The men were cleared of rape and instead convicted of the lesser crime of sexual abuse (which in Spain means 'absence of violence'). The trial has provoked widespread anger for its treatment of the victim, similar in its intimidation and shaming techniques to countless other rape trials worldwide. Defence lawyers used footage the men took of the attack, which showed the victim not actively struggling, as tacit proof of consent.
62 cities were flooded by protesters within hours of the sentencing. In Barcelona 30,000 marched. In Valencia over 5,000 demonstrators chanted: "This was not abuse, it was rape!", along with the names of women killed fighting their rapists in recent years, and "don't worry sister, here is your pack!" - a reference to 'Wolfpack', the name of the convicted men's Whatsapp group.
Protesters also chanted "onward, the feminist struggle!", linking this incident to the misogyny inherent in the wider capitalist system. This system was also challenged in the 8 March International Women's Day strikes this year involving millions of people.
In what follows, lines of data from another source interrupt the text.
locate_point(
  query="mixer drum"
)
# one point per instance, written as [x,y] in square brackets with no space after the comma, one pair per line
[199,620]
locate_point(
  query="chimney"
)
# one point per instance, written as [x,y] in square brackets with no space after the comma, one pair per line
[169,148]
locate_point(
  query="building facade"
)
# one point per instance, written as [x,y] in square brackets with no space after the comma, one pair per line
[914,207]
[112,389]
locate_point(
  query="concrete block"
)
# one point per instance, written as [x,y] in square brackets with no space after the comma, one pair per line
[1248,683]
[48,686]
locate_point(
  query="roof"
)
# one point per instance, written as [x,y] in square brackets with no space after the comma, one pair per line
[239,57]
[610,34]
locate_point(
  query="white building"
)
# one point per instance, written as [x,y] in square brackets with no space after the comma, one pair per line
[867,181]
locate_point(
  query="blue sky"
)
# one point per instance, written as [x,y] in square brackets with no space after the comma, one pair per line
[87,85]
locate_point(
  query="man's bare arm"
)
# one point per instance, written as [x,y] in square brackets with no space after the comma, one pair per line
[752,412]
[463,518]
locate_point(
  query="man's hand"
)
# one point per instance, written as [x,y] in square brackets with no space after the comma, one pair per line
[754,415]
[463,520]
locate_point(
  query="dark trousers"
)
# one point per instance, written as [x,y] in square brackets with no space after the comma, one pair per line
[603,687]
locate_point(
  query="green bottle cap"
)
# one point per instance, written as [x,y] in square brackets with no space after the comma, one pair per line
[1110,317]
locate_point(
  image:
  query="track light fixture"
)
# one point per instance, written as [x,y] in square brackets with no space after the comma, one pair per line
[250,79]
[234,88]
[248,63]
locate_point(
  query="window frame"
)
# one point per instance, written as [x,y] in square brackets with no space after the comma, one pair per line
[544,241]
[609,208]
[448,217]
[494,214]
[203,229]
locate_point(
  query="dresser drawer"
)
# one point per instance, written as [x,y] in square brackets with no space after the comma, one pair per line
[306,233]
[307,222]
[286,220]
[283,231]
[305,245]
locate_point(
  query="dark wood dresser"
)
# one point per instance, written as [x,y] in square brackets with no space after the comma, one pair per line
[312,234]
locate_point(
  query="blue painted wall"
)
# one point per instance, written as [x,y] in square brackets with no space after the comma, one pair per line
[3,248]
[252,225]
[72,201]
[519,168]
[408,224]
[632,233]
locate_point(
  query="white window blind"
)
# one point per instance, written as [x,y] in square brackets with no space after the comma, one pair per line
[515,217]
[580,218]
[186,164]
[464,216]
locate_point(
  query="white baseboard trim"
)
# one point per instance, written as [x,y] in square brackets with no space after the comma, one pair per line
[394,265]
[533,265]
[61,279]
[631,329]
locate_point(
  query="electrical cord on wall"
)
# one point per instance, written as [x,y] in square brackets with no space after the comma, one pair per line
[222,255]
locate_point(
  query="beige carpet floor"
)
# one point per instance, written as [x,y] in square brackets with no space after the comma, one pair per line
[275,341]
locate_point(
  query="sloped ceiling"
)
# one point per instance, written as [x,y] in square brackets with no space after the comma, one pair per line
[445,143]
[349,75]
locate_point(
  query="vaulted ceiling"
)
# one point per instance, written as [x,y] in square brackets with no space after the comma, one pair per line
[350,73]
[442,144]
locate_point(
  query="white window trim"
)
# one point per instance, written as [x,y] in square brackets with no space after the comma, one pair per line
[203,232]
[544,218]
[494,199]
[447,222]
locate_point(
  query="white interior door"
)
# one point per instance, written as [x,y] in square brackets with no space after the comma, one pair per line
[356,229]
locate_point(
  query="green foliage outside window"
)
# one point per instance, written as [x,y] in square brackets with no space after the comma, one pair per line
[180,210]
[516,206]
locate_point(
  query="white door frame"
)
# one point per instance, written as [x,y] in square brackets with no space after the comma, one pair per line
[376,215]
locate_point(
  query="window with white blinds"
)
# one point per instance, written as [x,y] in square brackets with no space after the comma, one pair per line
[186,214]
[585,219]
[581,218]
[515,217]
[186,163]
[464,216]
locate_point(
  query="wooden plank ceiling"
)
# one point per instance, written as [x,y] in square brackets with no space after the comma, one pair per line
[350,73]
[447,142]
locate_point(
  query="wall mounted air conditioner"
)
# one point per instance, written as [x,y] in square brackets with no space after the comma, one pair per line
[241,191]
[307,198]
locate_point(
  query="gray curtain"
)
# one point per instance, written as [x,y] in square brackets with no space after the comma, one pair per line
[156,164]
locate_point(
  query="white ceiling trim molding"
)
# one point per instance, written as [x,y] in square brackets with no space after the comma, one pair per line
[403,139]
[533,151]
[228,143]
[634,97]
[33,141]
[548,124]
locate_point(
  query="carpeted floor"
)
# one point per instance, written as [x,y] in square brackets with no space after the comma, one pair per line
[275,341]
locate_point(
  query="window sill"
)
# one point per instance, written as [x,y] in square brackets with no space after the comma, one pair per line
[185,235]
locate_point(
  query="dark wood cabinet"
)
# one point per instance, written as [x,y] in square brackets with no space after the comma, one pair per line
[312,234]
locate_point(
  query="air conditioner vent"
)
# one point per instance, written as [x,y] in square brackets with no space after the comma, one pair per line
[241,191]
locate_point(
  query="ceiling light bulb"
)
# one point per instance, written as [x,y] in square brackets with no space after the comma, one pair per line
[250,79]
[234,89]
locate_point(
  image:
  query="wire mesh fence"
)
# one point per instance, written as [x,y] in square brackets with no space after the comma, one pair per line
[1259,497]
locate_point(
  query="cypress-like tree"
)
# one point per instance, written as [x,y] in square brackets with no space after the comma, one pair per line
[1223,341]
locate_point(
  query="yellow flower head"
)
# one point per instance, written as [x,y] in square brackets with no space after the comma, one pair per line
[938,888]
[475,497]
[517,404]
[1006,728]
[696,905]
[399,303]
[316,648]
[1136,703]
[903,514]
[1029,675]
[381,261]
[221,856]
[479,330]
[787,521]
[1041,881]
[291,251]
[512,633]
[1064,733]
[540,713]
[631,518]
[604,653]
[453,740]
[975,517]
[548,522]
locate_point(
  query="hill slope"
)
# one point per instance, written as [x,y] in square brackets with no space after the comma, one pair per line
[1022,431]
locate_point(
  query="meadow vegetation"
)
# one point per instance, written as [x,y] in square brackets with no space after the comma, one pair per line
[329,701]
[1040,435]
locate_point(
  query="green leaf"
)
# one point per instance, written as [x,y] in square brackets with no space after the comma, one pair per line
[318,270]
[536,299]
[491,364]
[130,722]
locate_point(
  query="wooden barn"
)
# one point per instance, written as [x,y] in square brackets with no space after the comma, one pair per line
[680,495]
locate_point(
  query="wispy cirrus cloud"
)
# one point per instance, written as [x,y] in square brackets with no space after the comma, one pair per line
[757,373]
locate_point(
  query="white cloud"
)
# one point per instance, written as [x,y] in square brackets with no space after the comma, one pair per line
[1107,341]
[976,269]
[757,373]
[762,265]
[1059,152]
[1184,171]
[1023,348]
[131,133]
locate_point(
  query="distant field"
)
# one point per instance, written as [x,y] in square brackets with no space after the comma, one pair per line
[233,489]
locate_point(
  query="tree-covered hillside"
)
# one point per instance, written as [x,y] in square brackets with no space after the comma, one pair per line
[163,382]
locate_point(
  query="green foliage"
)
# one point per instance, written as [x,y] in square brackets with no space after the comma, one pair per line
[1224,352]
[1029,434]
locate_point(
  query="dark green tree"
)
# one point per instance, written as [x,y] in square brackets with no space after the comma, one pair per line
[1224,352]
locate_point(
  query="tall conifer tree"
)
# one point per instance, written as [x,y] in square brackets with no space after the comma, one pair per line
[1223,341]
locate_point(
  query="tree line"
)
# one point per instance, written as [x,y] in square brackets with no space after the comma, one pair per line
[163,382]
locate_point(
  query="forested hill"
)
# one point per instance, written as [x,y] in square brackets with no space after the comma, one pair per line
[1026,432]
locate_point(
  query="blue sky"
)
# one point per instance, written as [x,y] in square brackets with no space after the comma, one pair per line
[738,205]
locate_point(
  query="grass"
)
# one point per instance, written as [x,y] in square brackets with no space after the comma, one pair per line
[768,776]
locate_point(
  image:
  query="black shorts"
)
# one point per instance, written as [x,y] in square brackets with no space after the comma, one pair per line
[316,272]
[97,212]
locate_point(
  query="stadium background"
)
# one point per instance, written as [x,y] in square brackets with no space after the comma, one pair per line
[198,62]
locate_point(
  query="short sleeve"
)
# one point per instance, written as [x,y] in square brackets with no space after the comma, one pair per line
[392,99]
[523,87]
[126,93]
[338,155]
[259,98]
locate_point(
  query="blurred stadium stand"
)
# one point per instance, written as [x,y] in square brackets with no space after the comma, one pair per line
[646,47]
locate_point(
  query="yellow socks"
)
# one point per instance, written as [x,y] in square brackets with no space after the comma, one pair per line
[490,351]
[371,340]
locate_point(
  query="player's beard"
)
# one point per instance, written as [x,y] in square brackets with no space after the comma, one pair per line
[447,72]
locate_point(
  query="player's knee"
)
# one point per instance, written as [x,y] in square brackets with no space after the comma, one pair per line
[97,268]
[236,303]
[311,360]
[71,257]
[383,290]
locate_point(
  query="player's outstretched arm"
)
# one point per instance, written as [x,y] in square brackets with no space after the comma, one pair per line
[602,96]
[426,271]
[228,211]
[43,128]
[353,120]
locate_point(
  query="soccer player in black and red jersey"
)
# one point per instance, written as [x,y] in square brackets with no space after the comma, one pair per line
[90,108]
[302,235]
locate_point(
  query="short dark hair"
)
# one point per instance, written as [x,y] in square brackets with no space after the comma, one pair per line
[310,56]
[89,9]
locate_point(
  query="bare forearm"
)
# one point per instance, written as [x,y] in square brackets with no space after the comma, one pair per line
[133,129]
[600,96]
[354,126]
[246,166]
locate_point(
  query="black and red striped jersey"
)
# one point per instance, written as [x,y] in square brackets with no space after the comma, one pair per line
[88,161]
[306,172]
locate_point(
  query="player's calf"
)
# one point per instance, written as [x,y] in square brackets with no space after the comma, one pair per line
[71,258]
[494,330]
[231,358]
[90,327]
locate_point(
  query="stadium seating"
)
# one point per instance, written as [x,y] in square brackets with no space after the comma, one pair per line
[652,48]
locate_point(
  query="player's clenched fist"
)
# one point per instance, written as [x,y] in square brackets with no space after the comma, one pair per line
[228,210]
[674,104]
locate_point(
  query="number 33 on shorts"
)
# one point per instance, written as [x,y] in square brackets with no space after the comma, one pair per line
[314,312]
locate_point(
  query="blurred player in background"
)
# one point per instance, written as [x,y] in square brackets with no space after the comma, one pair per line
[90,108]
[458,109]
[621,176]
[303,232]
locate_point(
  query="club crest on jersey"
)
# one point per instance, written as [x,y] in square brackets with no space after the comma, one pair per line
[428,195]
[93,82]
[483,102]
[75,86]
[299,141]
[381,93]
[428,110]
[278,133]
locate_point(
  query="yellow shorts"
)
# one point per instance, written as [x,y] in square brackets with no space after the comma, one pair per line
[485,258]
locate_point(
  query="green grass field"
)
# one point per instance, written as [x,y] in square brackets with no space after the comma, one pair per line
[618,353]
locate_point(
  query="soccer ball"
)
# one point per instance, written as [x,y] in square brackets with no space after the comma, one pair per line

There is a widespread feeling that this sentencing is the ruling class's answer to 8 March - terrified of working class strength and solidarity, they used this sentencing to try and show the futility of struggle.
But the ruling class has seriously underestimated the fury and determination of women, young people and workers in the Spanish state. They see clear links between the countless incidents of violence against women and the wider attacks on the working class - the corruption of the PP (the right-wing ruling People's Party), the police violence against the Catalan independence movement, the incarceration of people criticising the monarchy, and brutal austerity.
Sindicato de Estudiantes (Students' Union) and 'Libres y Combativas' (the feminist platform created by the Students' Union and the Socialist Party's sister organisation Izquierda Revolucionaria) have called a students' strike for 10 May. They are demanding the sacking of the judges who passed the sentence and are showing their anger at the PP and its attacks on democratic rights. They demand an end to the misogynist justice system and violence against women.
This sentencing has reinforced the idea that women alone are responsible for our own safety, and that men who commit violence against us will not be brought to justice. In the words of the protesters: "We don't want to be brave, we want to be free!"